Questo tipo di situazioni, con la chiusura degli Opg, corrono il rischio di diventare sempre più frequenti, se non diventare una provvisorietà a rischio di cronicità. “Una soluzione – conclude Sala – è accelerare l’apertura di strutture adatte, magari cercando di recuperare l’esistente. Non tutti gli Opg sono infatti uguali: accanto ai luoghi dell’orrore ci sono infatti centri come quello di Castiglione delle Stiviere che rappresentano un ottimo modello e che potrebbero vivere una secondo vita, visto che al loro interno hanno costituito delle comunità molto efficienti, per esempio quella delle mamme che hanno commesso infanticidi, nelle quali sono stati messi a punto programmi e azioni frutto di un’ottima esperienza”.

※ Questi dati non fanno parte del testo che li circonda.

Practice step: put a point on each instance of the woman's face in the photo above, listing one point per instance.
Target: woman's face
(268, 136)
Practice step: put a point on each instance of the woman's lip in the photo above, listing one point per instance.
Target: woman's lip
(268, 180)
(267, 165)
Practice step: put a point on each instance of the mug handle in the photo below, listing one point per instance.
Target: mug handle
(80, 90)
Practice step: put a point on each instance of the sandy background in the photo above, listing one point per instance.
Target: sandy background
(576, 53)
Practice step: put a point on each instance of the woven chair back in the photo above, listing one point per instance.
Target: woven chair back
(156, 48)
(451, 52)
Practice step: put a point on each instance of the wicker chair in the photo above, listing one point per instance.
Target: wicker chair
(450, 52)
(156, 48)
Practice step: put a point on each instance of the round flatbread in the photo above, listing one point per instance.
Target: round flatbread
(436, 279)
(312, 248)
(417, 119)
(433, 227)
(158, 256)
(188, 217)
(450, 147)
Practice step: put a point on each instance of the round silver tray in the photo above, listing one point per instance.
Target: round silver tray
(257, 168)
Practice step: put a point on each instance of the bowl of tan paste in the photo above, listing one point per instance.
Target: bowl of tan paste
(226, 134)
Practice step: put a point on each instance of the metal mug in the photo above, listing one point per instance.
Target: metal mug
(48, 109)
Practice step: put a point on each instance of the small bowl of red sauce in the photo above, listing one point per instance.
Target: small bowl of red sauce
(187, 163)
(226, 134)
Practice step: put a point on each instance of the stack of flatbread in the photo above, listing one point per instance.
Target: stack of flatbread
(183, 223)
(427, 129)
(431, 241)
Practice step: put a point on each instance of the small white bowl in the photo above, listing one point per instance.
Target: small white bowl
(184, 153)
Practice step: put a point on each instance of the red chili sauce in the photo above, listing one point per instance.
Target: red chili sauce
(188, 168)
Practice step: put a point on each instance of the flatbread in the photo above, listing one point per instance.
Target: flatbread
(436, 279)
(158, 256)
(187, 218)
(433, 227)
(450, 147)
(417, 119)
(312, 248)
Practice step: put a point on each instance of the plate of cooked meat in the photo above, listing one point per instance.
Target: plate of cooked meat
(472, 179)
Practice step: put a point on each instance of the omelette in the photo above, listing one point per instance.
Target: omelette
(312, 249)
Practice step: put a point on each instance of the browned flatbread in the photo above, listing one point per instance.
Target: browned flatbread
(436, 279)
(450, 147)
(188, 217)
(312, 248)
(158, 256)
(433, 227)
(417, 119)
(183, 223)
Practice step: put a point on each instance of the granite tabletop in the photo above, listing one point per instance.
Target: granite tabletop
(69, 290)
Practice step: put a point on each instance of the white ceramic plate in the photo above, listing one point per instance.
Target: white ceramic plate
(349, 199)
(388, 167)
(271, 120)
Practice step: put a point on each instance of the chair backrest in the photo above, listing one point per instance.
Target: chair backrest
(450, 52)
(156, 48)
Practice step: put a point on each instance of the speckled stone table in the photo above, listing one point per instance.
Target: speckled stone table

Il nodo da sciogliere è però legato ancora una volta alla realizzazione fisica di una nuova struttura, sulla quale sta convergendo un dibattito che, a lungo raggio, rientra nel tema dei presunti sprechi della Sanità Veneta. E questo in una regione in cui è il mattone a essere sensibile a ogni richiamo e dove anche una realtà drammatica come quella del disagio mentale può diventare un’occasione.